Pennsylvania's lawmakers passed a main budget bill on Thursday, just before the start of the new fiscal year, but that is not to say everyone is happy, particularly the union representing the Pennsylvania State Police troopers.
Pennsylvania is fresh off the ordeal of the 2015 state budget – which finally passed in March, nine months late and without Gov. Tom Wolf's signature. So getting the 2016 spending plan to the governor hours before the deadline would seem like an accomplishment at first glance.
But the Pennsylvania Troopers Association is concerned that the 2016 budget bill only includes enough funding to train and hire about 180 new troopers.
Union president Joe Kovel, told Newsworks:
"(In) the next three years, we expect 2,000 members of our department to become retirement eligible. It's simple mathematics. If you're only looking to put in cadet classes totaling 180 in a fiscal year, we're about 1,500 behind after three years."

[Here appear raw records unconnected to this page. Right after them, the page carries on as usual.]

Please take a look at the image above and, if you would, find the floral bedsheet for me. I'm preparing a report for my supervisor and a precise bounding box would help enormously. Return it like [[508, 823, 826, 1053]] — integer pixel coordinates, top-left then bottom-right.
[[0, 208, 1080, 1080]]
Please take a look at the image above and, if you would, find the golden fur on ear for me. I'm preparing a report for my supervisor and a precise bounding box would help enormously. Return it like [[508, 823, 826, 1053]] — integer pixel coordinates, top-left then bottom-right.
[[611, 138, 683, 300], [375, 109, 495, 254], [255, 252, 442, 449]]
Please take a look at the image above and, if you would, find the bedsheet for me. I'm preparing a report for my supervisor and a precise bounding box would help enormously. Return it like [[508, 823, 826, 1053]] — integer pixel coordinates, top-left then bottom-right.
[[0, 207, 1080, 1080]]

Kovel said the state police are already 340 troopers below capacity, and it costs about $10 million per 100 cadets trained.
Pennsylvania's 2016 budget bill includes more than $31.5 billion in spending, with $200 million more for public education funding and more money to address Pennsylvania's grow opioid problem.
State police funding is not the only problem, critics have noted the bill would require the state to raise $1 billion in revenue, and there are no details how that will be done.
Wolf has 10 days to sign the bill. The Associated Press reported the governor is generally supportive of the plan but would not sign it without a means to generate the revenue to fund it.